Ken Borland

By Ken Borland

Journalist


Albie Morkel tells of his hell in Mozambique cell

'I was held for the serious criminal charge of weapons smuggling and nobody at the court was willing to help me...'


The only words South African cricket all-rounder Albie Morkel was able to get through the cellphone to his wife Marthmari, before he was bundled into a car and driven to prison, were: “I’m going to be stuck in Mozambique for a little longer; there’s a problem but I can’t talk now because the guards are coming with their AK47s”.

The harrowing ordeal, which Morkel, one of South Africa’s most recognisable cricketers thanks to his nine years in the Indian Premier League, describes as “the most horrific two days of my life”, began a couple of hours earlier.

Morkel, 37, arrived at Chingozi Airport in Tete, northwestern Mozambique, after a fishing trip targeting tiger fish on the lower Zambezi River in July.

The incident had its genesis in a hunting trip Morkel, who is known for his love of the bush, went on a couple of weeks earlier.
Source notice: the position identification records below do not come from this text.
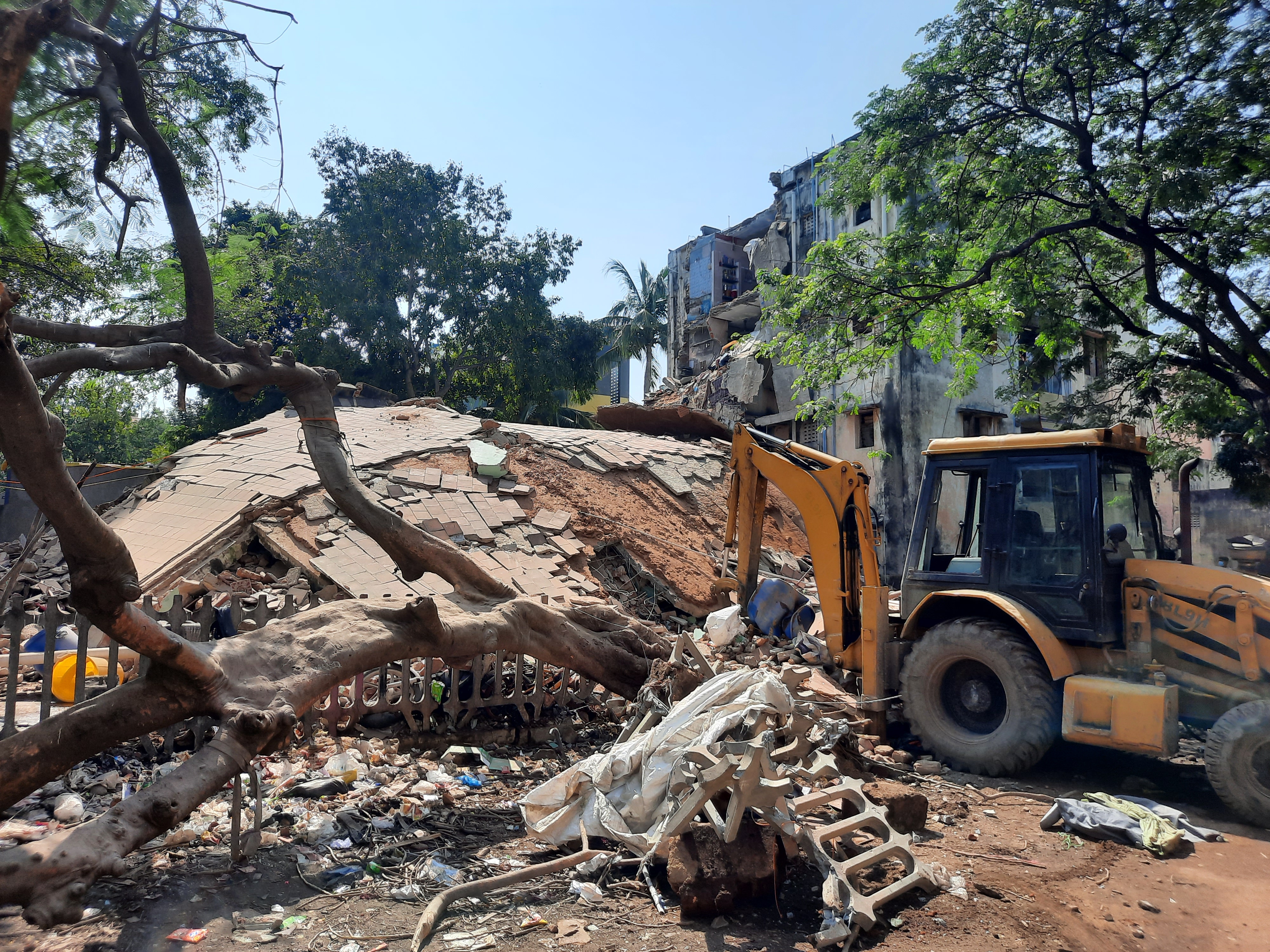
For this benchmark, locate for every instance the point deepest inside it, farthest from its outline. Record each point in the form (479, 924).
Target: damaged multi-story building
(717, 328)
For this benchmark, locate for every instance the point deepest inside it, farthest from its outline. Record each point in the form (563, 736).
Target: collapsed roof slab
(417, 460)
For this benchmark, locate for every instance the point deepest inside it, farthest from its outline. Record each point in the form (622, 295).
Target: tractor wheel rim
(1260, 764)
(973, 696)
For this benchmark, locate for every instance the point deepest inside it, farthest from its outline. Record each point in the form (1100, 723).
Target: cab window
(1046, 544)
(954, 527)
(1126, 492)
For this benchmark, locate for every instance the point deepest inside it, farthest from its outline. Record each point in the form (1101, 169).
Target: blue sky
(627, 126)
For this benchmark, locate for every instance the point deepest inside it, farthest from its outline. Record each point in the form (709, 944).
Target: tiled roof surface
(215, 484)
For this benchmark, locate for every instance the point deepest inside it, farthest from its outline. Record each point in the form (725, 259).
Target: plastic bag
(319, 830)
(595, 864)
(345, 765)
(443, 874)
(725, 626)
(69, 808)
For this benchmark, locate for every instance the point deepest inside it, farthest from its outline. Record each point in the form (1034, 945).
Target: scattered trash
(443, 874)
(321, 788)
(195, 936)
(596, 865)
(725, 626)
(589, 892)
(69, 808)
(1132, 821)
(572, 932)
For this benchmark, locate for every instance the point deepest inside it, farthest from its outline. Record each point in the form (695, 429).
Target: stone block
(713, 878)
(906, 808)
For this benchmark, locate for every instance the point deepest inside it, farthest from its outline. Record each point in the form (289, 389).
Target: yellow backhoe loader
(1038, 601)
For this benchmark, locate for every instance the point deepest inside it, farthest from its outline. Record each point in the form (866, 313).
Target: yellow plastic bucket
(64, 677)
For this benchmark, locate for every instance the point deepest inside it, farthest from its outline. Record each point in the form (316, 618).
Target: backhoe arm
(832, 497)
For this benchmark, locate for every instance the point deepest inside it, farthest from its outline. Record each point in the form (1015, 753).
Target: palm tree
(638, 323)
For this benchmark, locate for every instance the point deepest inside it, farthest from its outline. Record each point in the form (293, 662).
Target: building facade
(714, 366)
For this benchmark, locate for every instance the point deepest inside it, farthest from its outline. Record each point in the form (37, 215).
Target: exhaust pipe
(1184, 555)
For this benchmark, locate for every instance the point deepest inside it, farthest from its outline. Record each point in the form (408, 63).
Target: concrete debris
(661, 422)
(712, 876)
(725, 390)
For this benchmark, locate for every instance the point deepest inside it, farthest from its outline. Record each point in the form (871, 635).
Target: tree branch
(187, 237)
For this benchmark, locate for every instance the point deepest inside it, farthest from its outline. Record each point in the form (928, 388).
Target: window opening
(1046, 545)
(866, 432)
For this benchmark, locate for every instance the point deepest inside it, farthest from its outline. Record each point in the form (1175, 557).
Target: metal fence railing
(426, 694)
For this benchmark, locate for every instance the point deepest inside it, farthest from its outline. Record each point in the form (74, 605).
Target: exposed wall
(106, 486)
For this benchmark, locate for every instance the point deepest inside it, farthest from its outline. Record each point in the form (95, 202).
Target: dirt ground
(1073, 896)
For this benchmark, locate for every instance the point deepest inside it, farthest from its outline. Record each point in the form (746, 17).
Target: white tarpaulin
(623, 794)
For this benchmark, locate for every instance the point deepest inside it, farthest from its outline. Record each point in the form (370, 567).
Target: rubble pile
(43, 573)
(725, 389)
(736, 799)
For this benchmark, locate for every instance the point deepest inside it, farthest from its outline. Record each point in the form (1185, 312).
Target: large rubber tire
(981, 699)
(1238, 760)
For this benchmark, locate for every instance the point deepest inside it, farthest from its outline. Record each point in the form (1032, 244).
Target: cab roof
(1123, 436)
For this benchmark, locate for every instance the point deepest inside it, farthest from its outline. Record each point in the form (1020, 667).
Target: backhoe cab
(1038, 601)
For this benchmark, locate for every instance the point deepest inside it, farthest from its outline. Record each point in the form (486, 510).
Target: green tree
(416, 266)
(638, 323)
(1061, 168)
(109, 420)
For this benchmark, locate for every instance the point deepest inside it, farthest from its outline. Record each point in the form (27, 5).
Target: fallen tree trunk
(256, 685)
(295, 663)
(274, 677)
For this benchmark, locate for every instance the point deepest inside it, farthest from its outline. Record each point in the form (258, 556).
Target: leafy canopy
(638, 322)
(1061, 168)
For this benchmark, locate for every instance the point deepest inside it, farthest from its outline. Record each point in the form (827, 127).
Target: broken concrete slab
(670, 478)
(712, 878)
(661, 422)
(906, 807)
(488, 460)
Upon his return, he asked his gardener to clean his car.

When the gardener found a small packet of ammunition in the vehicle, he wasn’t sure what to do with it, so he put it in the side pocket of one of Morkel’s old cricket bags.

That was the bag Morkel thought would be perfect to put his fishing tackle in when he went to Mozambique.
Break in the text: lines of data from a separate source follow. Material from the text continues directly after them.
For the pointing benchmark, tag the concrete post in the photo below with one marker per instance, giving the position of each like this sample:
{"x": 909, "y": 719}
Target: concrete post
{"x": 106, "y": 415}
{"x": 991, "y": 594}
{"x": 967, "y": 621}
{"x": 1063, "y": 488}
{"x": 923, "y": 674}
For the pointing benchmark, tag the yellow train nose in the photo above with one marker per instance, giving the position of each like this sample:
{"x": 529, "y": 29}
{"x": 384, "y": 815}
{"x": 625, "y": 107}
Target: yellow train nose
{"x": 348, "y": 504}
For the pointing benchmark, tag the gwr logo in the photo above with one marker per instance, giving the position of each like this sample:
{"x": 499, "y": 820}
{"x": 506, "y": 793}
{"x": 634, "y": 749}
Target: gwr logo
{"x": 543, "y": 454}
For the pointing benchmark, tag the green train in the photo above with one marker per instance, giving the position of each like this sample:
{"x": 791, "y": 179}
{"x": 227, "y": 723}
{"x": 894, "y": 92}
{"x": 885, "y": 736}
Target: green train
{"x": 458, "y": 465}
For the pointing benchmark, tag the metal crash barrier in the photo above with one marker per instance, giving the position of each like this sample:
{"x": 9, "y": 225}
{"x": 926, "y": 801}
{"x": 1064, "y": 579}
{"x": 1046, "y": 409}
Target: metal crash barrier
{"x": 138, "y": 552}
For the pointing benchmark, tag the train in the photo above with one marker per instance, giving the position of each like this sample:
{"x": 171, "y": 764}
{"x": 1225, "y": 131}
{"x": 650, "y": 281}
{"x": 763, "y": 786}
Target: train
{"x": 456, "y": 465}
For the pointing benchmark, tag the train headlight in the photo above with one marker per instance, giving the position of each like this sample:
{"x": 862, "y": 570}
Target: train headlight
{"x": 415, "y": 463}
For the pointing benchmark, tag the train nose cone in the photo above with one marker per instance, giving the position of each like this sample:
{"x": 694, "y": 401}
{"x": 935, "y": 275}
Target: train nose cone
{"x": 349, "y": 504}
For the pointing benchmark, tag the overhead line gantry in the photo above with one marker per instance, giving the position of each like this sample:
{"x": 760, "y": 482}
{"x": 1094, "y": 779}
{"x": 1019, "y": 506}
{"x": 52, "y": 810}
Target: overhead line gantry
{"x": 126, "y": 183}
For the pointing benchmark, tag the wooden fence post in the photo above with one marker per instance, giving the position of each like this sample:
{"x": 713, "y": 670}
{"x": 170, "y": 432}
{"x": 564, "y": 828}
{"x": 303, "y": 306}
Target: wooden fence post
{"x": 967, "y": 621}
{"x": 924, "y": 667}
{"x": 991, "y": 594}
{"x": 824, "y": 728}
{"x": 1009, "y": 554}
Getting through OR Tambo International Airport and arriving in Tete without any problems, the drama started when the Pretoria-based cricketer was about to board his flight back to Johannesburg.
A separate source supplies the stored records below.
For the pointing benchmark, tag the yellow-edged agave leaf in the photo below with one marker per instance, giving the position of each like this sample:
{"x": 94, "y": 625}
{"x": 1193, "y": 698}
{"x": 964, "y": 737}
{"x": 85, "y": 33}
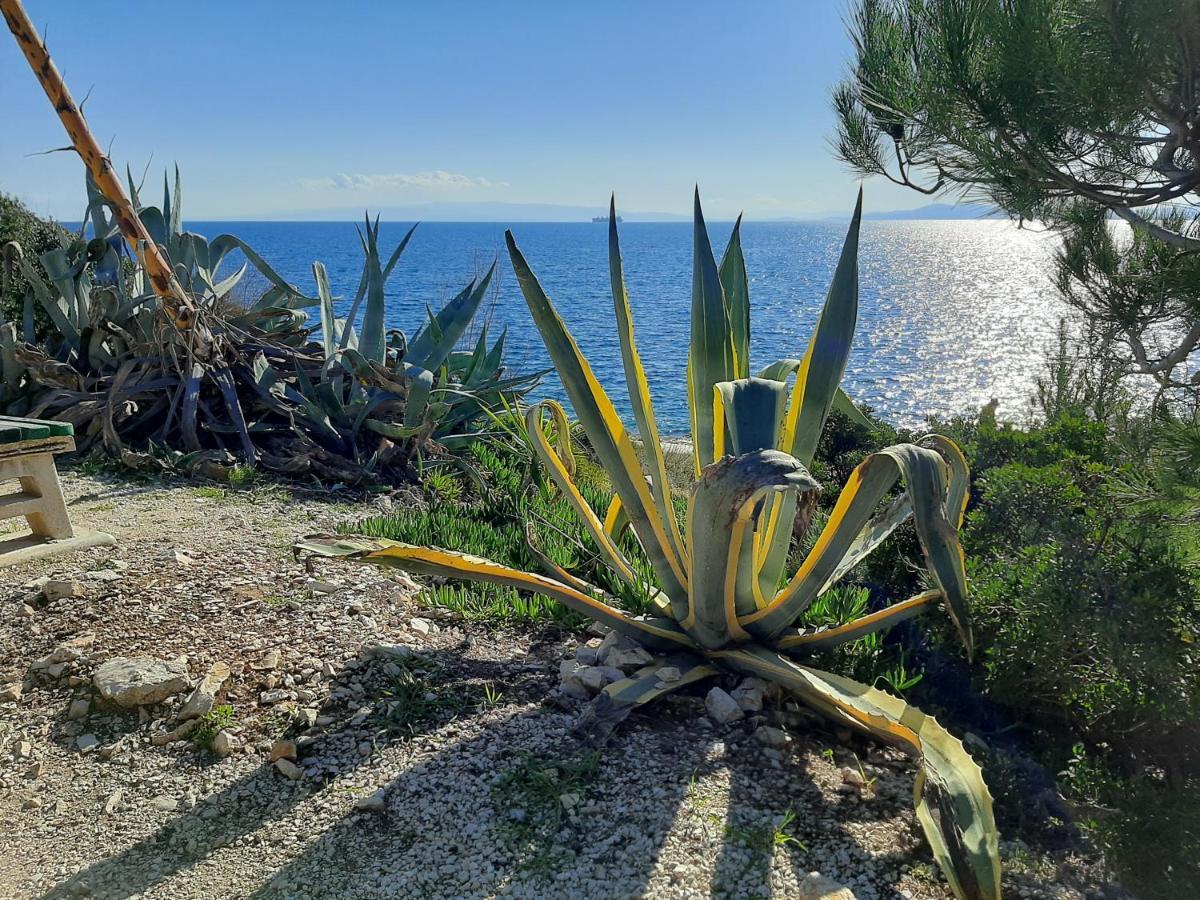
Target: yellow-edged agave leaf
{"x": 640, "y": 391}
{"x": 557, "y": 466}
{"x": 953, "y": 803}
{"x": 711, "y": 353}
{"x": 619, "y": 699}
{"x": 817, "y": 382}
{"x": 737, "y": 299}
{"x": 661, "y": 634}
{"x": 648, "y": 683}
{"x": 876, "y": 531}
{"x": 924, "y": 474}
{"x": 825, "y": 361}
{"x": 606, "y": 432}
{"x": 615, "y": 519}
{"x": 825, "y": 639}
{"x": 719, "y": 520}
“It had been a fantastic trip and I was at the airport on my way back when the airport security found some ammunition in my bag that I didn’t know about. With the language barrier, things escalated very quickly into a big mess. I told the other guys in our party to go ahead and board and I’ll just sort this problem out and catch the later flight.

“But two hours later I was in Tete provincial prison for the two most horrific days of my life. I was held for the serious criminal charge of weapons smuggling and nobody at the court was willing to help me before it closed at 3pm, so I was taken to jail.

“The situation got a bit ugly when the guy helping me jostled one of the policemen a bit and out came the AK-47s. I was pushed into a car and next thing I knew I was at the gates of the prison,” Morkel revealed on The Dan Nicholl Show on Wednesday night.

Morkel was fortunate to find the help of two inmates when his spirits were at their lowest.

“I’ve never been close to jail before and this place was just inhuman – 800 prisoners, some of them clearly mentally unstable, all together in an open prison in 45-degree heat.

“They were so crammed together that at night they would just relieve themselves on each other.

“Luckily, I met a couple of guys in jail. Andrew was a computer tech guy from Malawi, who had been inside for six months because he couldn’t show his papers after they had had a few drinks in the pub, and the other guy had been there for 11 months after being arrested for selling cellphone batteries that the police thought he had stolen.

“They told me who I should stay away from and that the shade belonged to the main okes.

“Fortunately, I was allowed to sleep alone in the office at night and, five minutes before the jail closed on Friday afternoon for the weekend, my friends on the outside managed to get me out,” Morkel said.

How they were able to dig a famous sportsman, whose name meant nothing in Mozambique, out of his predicament, remains unclear, but Morkel has an idea.

“They never got into how they managed to get me released, but they certainly knew how the system works over there.”